If you’ve recently opted to learn how to drive, or whether you’ve held off of buying a car and are hoping to make your first purchase, then it’s not just a case of choosing a motor and getting it. It would be nice if things were that simple, but, as responsible grown-ups, we have to think about what we do before we do them!

A car is a pretty big commitment, so you’ll have to make sure you have everything right before you actually purchase – you don’t want to spend all that money and go through all the fuss just to end up with something you’ll immediately hate. That said, here are just a few things you’ll need to take into account before buying your first car:

Looks don’t matter

If you have lots of money to spend, then you’ll obviously have the pick of whatever you want when it comes to a car.

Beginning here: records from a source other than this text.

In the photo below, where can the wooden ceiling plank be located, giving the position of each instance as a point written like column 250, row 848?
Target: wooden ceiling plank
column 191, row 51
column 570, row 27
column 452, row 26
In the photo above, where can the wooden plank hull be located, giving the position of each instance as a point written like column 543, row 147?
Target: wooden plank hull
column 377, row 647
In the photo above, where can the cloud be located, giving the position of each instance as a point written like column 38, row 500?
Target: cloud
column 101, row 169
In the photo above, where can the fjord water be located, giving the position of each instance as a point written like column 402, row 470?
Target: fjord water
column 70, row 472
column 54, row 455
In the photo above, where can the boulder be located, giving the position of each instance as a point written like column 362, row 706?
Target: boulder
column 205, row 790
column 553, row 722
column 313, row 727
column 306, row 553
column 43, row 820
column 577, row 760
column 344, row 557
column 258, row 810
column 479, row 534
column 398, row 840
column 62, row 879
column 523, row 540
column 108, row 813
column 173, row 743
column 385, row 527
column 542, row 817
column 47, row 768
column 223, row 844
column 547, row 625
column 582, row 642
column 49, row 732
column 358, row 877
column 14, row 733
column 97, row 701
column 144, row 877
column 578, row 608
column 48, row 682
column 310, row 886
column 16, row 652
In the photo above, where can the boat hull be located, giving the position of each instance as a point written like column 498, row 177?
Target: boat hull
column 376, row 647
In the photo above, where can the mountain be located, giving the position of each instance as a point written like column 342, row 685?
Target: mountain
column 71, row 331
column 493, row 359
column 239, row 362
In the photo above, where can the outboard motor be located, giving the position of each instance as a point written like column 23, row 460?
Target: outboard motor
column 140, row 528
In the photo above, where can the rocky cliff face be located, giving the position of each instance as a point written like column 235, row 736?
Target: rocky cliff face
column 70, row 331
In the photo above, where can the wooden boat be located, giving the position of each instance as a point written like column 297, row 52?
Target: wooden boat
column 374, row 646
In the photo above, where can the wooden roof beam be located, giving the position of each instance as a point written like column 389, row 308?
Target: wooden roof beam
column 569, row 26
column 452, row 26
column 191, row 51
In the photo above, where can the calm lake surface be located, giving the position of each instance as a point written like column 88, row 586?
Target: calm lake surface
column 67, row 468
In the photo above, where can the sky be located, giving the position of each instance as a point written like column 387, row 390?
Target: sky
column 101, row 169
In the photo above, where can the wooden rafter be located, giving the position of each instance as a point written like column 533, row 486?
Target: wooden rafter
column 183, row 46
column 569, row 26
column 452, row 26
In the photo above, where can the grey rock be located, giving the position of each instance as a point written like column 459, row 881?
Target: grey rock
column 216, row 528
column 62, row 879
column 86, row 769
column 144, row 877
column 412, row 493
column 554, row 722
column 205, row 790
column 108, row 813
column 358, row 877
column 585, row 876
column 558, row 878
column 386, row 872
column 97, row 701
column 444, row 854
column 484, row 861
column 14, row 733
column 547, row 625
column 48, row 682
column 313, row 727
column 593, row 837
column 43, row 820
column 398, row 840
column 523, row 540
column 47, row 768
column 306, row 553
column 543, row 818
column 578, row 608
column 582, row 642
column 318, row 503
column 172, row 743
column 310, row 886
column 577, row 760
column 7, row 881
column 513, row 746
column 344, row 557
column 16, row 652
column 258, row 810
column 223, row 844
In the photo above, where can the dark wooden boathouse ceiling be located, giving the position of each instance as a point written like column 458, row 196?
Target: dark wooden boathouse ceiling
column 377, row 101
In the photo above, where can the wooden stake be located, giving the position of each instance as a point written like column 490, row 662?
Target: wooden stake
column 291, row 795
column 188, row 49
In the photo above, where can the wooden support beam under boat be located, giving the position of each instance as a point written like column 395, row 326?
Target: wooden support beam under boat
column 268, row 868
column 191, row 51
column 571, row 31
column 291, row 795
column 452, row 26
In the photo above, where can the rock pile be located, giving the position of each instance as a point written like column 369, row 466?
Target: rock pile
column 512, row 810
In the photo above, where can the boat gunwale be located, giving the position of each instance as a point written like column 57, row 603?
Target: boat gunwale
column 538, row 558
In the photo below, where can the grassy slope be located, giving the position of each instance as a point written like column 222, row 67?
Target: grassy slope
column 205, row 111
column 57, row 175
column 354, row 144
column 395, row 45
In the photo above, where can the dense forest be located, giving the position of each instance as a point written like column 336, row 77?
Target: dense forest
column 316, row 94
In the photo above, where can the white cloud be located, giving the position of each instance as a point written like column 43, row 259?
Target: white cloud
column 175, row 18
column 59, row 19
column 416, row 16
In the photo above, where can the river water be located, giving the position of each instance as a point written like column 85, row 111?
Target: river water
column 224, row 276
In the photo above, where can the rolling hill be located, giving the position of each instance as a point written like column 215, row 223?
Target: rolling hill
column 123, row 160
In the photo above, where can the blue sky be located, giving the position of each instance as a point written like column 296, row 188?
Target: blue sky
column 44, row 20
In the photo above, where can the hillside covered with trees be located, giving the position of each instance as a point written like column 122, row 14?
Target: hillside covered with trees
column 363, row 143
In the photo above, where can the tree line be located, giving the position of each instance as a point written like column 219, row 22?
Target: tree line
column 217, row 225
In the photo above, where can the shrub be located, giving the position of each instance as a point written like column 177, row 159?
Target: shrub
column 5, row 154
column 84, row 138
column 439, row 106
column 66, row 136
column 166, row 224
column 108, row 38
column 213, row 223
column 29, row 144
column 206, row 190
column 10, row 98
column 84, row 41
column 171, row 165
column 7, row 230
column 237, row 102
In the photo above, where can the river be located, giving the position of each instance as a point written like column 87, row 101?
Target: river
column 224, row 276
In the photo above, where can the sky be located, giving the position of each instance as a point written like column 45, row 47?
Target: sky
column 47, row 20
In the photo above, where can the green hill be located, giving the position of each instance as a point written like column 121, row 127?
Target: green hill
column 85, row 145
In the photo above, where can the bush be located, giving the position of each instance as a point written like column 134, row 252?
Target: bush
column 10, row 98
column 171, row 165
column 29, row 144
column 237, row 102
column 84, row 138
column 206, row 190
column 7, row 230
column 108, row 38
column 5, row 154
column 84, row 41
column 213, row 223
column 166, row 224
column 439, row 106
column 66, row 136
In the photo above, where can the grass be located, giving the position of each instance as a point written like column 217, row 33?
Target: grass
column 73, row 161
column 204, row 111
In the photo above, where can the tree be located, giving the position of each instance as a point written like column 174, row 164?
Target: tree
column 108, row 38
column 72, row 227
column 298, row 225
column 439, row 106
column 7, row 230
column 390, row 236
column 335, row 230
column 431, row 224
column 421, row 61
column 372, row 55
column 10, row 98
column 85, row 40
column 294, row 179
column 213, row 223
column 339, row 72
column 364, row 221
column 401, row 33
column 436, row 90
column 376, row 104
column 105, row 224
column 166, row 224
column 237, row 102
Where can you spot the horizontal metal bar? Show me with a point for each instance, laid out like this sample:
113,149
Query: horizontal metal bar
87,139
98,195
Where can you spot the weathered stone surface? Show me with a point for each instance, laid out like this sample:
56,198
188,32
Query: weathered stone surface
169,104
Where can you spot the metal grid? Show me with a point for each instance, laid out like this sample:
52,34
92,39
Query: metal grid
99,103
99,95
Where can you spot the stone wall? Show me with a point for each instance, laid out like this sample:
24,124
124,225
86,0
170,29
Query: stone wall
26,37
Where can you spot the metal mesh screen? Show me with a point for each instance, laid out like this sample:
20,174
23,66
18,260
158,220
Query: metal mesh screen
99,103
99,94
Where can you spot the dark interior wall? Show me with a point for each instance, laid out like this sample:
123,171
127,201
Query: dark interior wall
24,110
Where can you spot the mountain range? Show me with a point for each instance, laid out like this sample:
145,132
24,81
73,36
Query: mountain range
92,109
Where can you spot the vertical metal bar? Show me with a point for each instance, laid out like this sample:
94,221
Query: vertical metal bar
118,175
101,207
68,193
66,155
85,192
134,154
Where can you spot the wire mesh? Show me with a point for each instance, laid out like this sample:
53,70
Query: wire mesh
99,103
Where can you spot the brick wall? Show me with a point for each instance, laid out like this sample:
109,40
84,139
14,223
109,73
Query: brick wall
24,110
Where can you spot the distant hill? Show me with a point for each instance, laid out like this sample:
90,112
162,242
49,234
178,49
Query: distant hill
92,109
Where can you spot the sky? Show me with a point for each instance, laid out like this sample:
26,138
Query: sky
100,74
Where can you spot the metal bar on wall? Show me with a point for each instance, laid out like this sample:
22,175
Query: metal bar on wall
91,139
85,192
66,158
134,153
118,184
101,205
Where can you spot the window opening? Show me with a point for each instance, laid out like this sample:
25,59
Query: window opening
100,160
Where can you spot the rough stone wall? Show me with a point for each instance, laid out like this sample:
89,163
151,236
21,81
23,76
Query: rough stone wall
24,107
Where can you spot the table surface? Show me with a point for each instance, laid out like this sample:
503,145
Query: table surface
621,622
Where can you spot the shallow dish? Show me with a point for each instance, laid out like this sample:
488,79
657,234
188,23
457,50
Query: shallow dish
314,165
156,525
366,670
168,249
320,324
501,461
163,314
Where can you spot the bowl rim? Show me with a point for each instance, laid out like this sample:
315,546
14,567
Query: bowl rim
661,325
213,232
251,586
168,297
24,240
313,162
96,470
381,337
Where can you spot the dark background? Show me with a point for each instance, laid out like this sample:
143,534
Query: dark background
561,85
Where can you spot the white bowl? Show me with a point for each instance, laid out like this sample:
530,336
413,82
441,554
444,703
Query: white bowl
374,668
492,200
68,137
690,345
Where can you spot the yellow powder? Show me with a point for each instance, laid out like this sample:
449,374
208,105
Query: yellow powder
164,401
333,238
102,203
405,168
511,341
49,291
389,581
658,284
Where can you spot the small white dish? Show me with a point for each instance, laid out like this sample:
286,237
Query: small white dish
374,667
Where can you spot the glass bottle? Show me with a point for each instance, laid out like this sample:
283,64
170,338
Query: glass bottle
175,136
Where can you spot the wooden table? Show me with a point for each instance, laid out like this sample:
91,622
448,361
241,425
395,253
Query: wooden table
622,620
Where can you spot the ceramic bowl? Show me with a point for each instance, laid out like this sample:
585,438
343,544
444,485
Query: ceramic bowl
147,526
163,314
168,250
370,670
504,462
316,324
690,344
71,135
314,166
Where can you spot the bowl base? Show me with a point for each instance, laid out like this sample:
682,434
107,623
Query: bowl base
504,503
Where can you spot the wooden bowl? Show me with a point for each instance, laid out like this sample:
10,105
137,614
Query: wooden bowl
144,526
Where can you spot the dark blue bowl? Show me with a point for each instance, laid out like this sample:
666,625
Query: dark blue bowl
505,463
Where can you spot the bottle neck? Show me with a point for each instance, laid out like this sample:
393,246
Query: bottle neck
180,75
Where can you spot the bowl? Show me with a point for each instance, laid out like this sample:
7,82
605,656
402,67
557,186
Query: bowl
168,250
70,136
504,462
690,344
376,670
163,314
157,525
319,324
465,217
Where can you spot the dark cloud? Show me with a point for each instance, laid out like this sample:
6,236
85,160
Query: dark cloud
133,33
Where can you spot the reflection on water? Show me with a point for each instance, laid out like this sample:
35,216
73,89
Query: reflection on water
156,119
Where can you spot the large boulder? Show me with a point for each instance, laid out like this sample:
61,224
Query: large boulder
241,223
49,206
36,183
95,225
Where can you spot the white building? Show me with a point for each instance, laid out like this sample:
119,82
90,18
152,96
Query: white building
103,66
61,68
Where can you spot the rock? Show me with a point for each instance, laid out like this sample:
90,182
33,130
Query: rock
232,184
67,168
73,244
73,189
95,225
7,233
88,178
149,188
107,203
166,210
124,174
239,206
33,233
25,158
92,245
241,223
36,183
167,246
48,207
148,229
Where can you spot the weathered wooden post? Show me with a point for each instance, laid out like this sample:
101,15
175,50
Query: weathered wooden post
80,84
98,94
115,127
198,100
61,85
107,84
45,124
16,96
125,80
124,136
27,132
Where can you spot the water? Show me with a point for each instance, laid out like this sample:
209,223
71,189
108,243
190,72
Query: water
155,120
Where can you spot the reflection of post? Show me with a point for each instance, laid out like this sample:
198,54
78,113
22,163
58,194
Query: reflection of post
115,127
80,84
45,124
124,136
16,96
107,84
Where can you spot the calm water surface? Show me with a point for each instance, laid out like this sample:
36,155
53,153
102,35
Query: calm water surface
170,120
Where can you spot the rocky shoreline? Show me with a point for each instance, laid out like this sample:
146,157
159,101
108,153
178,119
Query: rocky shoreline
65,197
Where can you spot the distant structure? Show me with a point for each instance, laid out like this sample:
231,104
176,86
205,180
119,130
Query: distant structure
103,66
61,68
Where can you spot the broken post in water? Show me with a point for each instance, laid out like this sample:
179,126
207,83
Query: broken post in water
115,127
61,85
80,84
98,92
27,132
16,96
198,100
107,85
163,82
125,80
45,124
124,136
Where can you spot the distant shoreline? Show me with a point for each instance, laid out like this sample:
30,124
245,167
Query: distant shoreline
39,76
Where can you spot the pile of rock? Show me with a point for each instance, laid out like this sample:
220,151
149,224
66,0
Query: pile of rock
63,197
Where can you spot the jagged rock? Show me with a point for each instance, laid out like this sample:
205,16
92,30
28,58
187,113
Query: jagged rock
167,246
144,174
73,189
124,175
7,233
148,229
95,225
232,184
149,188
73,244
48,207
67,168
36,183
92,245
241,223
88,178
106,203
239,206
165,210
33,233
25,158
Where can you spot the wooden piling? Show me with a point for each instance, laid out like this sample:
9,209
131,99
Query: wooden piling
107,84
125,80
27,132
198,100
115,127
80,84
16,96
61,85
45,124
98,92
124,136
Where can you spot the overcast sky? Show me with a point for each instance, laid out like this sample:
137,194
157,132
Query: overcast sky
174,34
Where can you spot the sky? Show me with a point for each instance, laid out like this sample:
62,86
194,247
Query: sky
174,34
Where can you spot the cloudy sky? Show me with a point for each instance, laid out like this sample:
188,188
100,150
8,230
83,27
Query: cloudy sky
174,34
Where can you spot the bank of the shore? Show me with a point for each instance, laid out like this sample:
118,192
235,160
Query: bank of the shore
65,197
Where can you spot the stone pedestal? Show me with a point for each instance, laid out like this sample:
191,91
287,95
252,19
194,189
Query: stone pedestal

If you’re not exactly rolling in money, however, that’s when you have to narrow your search a little and be sensible.

Sure, you’ll probably want something that is clean looks decent, but on the whole, looks don’t matter – you’re not going to have the flashiest thing by everyone’s standards anyway.

Consider how you want to purchase

There are a few ways you can buy a car. You can, of course, by a car outright and pay for everything right there and then. That’s the most common way things get done. If you need a little money, there are companies out there that can offer you a loan that suits you.

If you have Bad Credit, then you could get in touch with a firm that focuses on getting people car loans in stickier situations – there are plenty out there that specialize in this kind of thing.

Think about safety

Not every car you hop in is going to be a death trap, but some might have a few flaws. If you’re going to buy a car, then you’re going to have to figure out if it’s going to be okay to use in the long-term.

The car presented to you might look fully-functional, but it may be a ticking time bomb of a vehicle! Check the miles and take a look at the overall condition – you don’t need to be an expert mechanic to know when something’s on its last legs.

Does it suit your driving style?

You’re going to be the one driving it, after all. Just because it has good reviews, and others might want it, that doesn’t mean it’ll suit your style. If you’re used to driving with a manual gear shift, then you probably won’t want an automatic transmission.

Cars are only as powerful as their engine will let them be, so if you’re not comfortable driving a strong car with lots of power, then think about getting a smaller car with a little engine. Lots of people also like to stick with the same manufacturer – if you learned in a certain car, then you’ll be comfortable with that particular biting point, etc. Perhaps you’ll need to choose the same manufacturer as your learning stage.